Enfin, trois personnes ayant été en contact avec l'agresseur, qui se sont présentées spontanément au commissariat d'Evreux vendredi soir, sont aussi en garde à vue.
Ce dimanche, l'AFP indique qu'une onzième personne a été placée en garde à vue. Elle est issue de l'entourage de l'assaillant.
Qui est la victime?
Samuel Paty, âgé de 47 ans et père de famille, enseignait l'histoire-géographie au collège du Bois d'Aulne. Ce professeur avait récemment montré des caricatures de Mahomet à ses élèves de quatrième dans le cadre d'un cours sur la liberté d'expression. Certains parents s'en étaient émus, notamment sur les réseaux sociaux. Le père d'une élève avait porté plainte le 8 octobre pour diffusion d'image pornographique (un dessin du prophète nu et accroupi, avec une étoile sur les fesses, ndlr). Le professeur avait en retour porté plainte pour diffamation.

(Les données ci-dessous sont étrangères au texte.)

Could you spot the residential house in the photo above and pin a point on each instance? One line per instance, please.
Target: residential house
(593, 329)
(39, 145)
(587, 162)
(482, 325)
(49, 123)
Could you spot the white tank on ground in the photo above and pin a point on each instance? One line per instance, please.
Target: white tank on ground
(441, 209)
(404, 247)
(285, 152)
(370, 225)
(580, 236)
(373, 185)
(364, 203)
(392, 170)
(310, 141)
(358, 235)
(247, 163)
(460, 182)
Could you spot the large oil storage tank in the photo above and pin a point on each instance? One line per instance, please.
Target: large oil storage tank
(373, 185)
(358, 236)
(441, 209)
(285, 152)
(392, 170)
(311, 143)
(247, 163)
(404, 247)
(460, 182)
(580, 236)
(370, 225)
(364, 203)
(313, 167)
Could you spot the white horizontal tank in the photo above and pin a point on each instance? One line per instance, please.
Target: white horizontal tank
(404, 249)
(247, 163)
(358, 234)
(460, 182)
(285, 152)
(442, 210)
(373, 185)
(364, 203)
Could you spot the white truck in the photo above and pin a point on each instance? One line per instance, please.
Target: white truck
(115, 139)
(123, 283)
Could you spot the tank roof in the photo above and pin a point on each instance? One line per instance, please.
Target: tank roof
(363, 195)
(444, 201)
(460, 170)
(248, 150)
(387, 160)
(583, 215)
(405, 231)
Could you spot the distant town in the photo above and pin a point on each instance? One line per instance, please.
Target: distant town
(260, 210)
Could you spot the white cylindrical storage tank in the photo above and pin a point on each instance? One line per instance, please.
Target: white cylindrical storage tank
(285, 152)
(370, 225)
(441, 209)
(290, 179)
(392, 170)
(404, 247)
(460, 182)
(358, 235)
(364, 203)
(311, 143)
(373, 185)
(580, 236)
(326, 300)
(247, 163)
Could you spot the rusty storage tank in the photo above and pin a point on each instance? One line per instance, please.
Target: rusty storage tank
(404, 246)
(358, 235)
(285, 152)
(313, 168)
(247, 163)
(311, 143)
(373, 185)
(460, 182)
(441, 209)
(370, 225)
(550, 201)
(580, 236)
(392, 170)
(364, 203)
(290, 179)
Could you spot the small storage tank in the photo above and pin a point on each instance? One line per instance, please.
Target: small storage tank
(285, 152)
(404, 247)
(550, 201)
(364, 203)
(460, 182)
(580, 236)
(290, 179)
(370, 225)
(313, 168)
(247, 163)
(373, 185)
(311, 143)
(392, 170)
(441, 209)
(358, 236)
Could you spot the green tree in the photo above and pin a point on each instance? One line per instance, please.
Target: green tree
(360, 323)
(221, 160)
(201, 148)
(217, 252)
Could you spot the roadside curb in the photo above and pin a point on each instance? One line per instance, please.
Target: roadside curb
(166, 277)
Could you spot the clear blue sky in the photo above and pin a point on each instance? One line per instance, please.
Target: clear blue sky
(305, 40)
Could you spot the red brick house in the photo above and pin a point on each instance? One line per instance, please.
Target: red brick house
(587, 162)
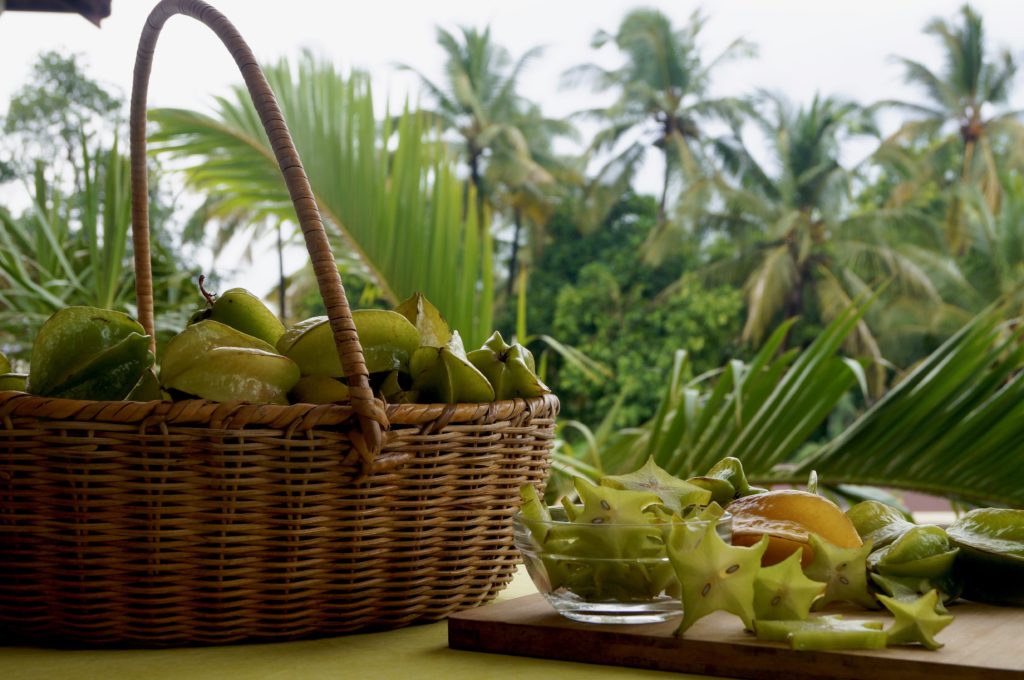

Le père avait dès le 7 octobre appelé sur Facebook à la mobilisation contre l'enseignant. Dans une vidéo du 12 octobre diffusée sur Youtube, le père de l'élève, accompagné sur la vidéo d'un homme très remonté, cible l'enseignant et fait témoigner sa fille. "Apparemment, c'était un prof qui avait l'habitude de leur parler de l'islam, de caricatures et tout ça, ce n'était pas la première fois que mon fils rentrait et qu'il disait 'le prof nous a parlé de cela aujourd'hui'", a raconté à l'AFP un parent d'élève.
Samuel Paty était "à fond dans son métier" selon ceux qui l'ont côtoyé. "Quand j'ai vu 'prof - Bois d'Aulne - décapitation', j'ai fait le lien direct: 'c'est Monsieur Paty' ", assure Martial, 16 ans, accouru vendredi soir devant le collège du Bois d'Aulne avec des amis dès qu'il a appris la nouvelle, en sortant de son entraînement de football. Ce lycéen se souvient très bien de son professeur d'histoire-géographie de 4e dans cet établissement scolaire réputé calme, posé au coeur d'un quartier pavillonnaire qui l'est tout autant dans cette ville de 35.000 habitants du nord-ouest parisien.
"En début d'année il s'est présenté. Il a dit qu'il était à Créteil" dans un autre collège "et qu'il est venu parce que sa femme s'est fait muter pour son travail", se remémore le jeune homme.
Samuel Paty, cheveux bruns coupés courts, était "petit", portait des lunettes, "avait toujours une chemise", se rappelle Nathan, 16 ans, un autre ancien du Bois d'Aulne. "Il voulait vraiment nous apprendre des choses. De temps en temps, on faisait des débats, on parlait".
"C'était toutes les années qu'il faisait cela", souligne Virginie, 15 ans, qui a connu l'enseignant. "C'était au programme pour l'EMC (enseignement moral et civique, ndlr), c'était pour parler de la liberté par rapport à l'attentat de Charlie Hebdo, il montrait ces images, les caricatures", affirme la jeune fille, précisant que cette année, "ça a pris plus d'ampleur". Un sujet "sensible", se souvient de son côté Martial, qui a assisté au même cours il y a trois ans.
Hommage national et rassemblements
Les responsables des principaux partis politiques, associations et syndicats manifesteront dimanche à 15H à Paris, sur l'emblématique place de la République, et dans de nombreuses autres villes, notamment Marseille, Lille et Bordeaux.
Dès samedi, plusieurs centaines de personnes se sont réunies à Nice ou à Rennes pour dénoncer un "acte de barbarie" et défendre "les valeurs de la démocratie".
Un hommage national sera rendu mercredi à ce professeur d'histoire-géographie, a annoncé l'Elysée. Et un conseil de défense, présidé par Emmanuel Macron doit avoir lieu dimanche."D'autres expressions ( de soutien ndlr) et annonces sont prévues après les réunions", a-t-on appris auprès de l'exécutif.